What would be the result of splitting our currency in two? The uncertain situation would probably prompt speculators to drive -down the value of the currencies of both Quebec and Canada on the international money markets. This trend would probably be accompanied—and encouraged—by an outflow of investment capital from Quebec and Canada in search of safer havens. As the value of the two currencies declined, imports would cost more and it would also be more expensive to borrow the money abroad to pay for the goods. The Wall Street credit ratings of both Quebec and Canada ’’’could only go in one direction—down,” says Jack Phillips, executive vice-president of Moody’s. The lower rating would mean borrowers would have to pay higher interest, if they could find anyone at all who would lend them money. To cut down on such expensive borrowing, governments would be forced to turn to austerity measures to lower their deficits.

The governments of both Quebec and Canada might also have to resort to exchange controls, such as those already being applied in Italy and Rhodesia, to limit the outflow of capital. All regions of Canada, not just Ontario or the Atlantic provinces, would be adversely affected, as well as Quebec itself.

In 1967, the late Blair Fraser, writing in Maclean’s, concluded that separation would mean economic catastrophe. “But,” he added, “the wiser of Canadian statesmen, in Ottawa and the English-speaking provinces, know that these material factors will not alone subdue the threat of separatism.

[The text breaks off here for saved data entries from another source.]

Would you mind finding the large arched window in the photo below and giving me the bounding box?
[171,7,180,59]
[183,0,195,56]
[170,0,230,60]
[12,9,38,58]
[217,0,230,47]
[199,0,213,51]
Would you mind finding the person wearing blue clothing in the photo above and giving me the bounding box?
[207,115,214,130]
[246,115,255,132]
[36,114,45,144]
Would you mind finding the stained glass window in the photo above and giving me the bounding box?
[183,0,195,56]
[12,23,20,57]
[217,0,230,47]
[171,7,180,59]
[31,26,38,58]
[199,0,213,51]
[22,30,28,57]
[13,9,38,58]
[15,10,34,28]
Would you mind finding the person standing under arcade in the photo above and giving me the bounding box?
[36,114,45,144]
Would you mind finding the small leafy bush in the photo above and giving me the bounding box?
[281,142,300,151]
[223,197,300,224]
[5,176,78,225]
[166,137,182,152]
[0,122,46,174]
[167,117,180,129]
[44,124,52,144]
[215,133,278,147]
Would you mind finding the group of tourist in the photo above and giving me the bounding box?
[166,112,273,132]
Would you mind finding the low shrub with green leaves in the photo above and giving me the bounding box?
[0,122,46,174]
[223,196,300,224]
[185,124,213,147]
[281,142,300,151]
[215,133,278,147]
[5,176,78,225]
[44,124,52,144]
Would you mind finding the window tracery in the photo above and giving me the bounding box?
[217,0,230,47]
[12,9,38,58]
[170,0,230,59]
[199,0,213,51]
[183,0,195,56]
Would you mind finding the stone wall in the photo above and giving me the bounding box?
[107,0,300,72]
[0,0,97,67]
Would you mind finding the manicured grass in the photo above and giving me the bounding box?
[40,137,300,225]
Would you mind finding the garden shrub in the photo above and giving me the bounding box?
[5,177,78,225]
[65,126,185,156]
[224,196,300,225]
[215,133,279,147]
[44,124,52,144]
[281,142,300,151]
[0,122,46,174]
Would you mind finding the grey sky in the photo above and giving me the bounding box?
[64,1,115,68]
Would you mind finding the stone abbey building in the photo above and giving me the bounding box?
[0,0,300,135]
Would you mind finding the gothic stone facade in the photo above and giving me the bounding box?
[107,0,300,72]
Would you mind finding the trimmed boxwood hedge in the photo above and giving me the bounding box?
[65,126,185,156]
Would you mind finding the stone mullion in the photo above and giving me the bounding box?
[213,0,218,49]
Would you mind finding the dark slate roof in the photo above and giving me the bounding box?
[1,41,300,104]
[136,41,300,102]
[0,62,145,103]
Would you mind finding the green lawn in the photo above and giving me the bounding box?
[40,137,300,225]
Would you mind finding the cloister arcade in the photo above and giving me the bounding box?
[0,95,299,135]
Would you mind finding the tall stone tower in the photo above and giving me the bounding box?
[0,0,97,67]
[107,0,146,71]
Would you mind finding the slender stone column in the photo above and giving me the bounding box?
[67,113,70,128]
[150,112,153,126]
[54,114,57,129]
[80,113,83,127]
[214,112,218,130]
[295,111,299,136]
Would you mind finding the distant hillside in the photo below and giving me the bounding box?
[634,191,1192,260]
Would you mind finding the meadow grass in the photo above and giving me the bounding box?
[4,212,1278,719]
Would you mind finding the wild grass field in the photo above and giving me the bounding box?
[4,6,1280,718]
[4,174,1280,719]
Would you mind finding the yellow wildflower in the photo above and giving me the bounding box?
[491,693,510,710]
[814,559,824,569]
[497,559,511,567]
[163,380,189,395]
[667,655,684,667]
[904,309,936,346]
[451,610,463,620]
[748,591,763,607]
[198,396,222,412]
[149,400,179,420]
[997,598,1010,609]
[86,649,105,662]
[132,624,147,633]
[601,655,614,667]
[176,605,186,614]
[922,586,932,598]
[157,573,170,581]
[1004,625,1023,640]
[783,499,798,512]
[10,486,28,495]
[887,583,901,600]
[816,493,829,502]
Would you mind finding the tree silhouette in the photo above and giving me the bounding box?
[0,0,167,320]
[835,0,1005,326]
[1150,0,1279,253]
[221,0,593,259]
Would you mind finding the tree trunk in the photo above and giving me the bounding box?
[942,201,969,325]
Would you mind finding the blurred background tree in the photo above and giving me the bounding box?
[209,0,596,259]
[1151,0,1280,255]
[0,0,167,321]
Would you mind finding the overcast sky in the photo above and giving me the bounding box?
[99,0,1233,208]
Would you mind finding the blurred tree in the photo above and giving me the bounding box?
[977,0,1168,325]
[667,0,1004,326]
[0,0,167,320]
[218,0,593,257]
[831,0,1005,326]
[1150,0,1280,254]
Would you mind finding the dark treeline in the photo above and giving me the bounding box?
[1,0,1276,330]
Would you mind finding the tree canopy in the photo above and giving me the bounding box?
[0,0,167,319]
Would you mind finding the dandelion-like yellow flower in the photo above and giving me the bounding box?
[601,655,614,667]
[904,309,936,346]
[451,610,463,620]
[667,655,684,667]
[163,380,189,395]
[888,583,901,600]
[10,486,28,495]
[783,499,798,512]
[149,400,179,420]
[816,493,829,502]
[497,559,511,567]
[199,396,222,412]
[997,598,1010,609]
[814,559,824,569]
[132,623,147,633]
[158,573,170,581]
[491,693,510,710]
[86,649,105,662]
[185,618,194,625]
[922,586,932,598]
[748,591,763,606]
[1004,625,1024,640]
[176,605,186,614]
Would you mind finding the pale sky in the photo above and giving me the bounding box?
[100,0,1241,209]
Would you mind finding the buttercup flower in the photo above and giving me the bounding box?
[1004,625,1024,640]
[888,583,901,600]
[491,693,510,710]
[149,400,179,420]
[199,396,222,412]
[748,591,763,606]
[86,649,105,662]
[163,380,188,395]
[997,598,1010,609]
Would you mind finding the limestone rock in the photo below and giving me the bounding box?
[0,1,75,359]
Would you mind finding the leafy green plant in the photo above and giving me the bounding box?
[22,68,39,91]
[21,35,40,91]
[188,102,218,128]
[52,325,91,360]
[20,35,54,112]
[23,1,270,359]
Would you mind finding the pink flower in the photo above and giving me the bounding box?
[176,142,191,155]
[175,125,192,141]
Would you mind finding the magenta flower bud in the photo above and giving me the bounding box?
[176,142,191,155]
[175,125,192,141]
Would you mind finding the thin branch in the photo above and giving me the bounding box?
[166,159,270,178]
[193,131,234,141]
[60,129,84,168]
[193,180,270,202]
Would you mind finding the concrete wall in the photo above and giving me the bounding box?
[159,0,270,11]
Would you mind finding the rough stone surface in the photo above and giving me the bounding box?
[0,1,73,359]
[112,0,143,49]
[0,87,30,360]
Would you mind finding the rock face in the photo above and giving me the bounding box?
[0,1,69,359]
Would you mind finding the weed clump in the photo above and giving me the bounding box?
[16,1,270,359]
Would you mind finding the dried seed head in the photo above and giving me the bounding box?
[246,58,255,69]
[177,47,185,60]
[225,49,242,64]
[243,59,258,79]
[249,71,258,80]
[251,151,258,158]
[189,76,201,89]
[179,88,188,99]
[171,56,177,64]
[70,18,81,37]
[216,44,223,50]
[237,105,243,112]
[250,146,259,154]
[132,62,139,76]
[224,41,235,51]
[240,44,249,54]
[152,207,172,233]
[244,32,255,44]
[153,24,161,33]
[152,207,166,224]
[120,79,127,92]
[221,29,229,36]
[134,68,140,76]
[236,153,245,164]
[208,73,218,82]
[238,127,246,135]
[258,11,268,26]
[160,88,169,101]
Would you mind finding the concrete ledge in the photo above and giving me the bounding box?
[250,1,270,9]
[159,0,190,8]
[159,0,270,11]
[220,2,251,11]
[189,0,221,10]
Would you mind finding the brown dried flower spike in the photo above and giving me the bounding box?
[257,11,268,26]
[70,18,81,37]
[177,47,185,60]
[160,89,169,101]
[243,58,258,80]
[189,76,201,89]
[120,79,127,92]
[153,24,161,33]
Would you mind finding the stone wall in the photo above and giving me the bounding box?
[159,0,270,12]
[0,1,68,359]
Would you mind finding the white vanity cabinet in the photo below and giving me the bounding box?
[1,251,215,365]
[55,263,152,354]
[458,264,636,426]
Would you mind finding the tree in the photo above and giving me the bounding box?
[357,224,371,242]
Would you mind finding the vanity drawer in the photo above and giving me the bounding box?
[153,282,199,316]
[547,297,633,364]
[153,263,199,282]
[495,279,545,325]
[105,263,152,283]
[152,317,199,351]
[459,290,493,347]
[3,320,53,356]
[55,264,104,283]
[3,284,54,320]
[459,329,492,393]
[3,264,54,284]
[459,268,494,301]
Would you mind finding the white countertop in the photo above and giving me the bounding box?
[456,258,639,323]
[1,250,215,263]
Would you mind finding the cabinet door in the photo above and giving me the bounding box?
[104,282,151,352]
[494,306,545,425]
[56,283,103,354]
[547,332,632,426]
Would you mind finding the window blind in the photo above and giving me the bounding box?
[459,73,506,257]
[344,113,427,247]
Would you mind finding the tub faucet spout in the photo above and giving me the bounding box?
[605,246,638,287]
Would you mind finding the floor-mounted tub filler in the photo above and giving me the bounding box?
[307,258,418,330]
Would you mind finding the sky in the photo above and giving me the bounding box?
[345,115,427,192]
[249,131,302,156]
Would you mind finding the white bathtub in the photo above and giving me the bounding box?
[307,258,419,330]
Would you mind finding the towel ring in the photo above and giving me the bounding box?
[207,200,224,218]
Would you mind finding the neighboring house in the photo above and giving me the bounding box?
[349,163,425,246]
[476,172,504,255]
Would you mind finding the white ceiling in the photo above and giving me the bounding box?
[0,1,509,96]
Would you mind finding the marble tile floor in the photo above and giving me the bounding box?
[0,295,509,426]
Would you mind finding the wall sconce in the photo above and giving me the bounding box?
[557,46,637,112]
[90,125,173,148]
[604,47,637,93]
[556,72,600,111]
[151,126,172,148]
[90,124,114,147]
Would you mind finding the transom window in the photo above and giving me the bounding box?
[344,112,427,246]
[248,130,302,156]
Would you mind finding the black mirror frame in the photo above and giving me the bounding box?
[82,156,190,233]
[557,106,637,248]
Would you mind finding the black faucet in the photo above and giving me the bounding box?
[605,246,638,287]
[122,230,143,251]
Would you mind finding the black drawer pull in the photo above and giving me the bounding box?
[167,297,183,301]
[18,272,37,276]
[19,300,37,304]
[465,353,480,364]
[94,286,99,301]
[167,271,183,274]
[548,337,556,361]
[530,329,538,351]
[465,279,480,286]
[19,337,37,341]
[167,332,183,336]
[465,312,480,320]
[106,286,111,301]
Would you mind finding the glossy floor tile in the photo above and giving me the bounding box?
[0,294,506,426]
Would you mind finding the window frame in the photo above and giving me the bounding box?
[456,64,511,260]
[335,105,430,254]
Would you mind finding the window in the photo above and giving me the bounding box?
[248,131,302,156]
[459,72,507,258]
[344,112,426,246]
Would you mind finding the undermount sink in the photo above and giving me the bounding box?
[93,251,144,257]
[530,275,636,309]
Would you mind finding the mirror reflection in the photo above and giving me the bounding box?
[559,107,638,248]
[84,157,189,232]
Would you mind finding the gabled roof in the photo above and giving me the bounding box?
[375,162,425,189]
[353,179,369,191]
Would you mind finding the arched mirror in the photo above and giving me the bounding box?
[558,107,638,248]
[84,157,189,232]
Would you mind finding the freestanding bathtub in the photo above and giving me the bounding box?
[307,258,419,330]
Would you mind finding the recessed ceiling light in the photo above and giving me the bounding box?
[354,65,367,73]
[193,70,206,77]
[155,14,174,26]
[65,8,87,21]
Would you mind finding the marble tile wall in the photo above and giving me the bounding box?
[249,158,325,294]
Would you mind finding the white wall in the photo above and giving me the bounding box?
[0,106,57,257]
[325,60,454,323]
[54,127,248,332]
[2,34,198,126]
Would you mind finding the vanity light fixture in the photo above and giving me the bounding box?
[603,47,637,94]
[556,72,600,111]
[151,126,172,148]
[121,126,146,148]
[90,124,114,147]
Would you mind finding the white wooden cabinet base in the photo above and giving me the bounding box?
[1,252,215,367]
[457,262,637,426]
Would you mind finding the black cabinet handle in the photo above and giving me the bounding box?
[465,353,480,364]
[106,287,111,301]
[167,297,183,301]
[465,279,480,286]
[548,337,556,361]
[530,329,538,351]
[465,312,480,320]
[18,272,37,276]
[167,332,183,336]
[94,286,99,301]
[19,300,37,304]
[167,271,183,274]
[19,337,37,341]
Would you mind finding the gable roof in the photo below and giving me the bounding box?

Awareness that they now lack the (economic) capability of declaring independence will increase, not diminish, the sense of frustration among French Canadians and their resolve to find or make a way out of the trap that holds them. At most, these material circumstances may assure us some time—perhaps no more than a few years—in which to remove the grievances and satisfy the aspirations that created separatist feeling in the first place.”

That was written 10 years ago. We may be running out of time.